Japan's Ministry of Finance reports Q4 (ended Dec.) capital spending increased 16.8%, beating the prior quarter's reading of 12.0% and analysts' estimates of 13.0% to 14.2% (Reuters). Up to a 1.0% revision to Q4 GDP is expected. Jesper Koll, chief economist at Merrill Lynch Japan, says annualized Q4 GDP will be revised to 5.1% from 4.8%, adding that "It is a trigger point for the Bank of Japan to normalize interest rates a little more aggressively." Bloomberg quotes Koll who also says, "The crisis of the 1990s is definitely over. Japan is in the process of building a strong platform for very strong, competitive economic growth." An economist at Nikko Citigroup however, says a revised GDP is not necessarily good due to concerns over rising inventories which "may prompt adjustments in production in coming months." The yen rose 1.7% today to ¥115.6/$1 as of the market's close in Tokyo. Japanese stocks meanwhile fell for a fifth straight day, as the Nikkei 225 lost 3.3% to 16,642.

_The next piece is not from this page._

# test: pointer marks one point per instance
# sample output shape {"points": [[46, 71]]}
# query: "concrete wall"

The difference between Japanese and US interest rates is still large -- to the tune of 500+ basis points. However, even the hint of the carry trade (borrowing in Japan and lending in the US) going away has serious implications for the US and Japanese markets.


1 comment:
Bonddad:
Your columns are always very interesting. A rhetorical question for discussion: There was a period when the Japanese had difficulties expanding their money supply due to deflation, etc. (long argument we both know deleted). To what extent was the Japanese money supply depressed by the carry trade, and what did that do to Japan?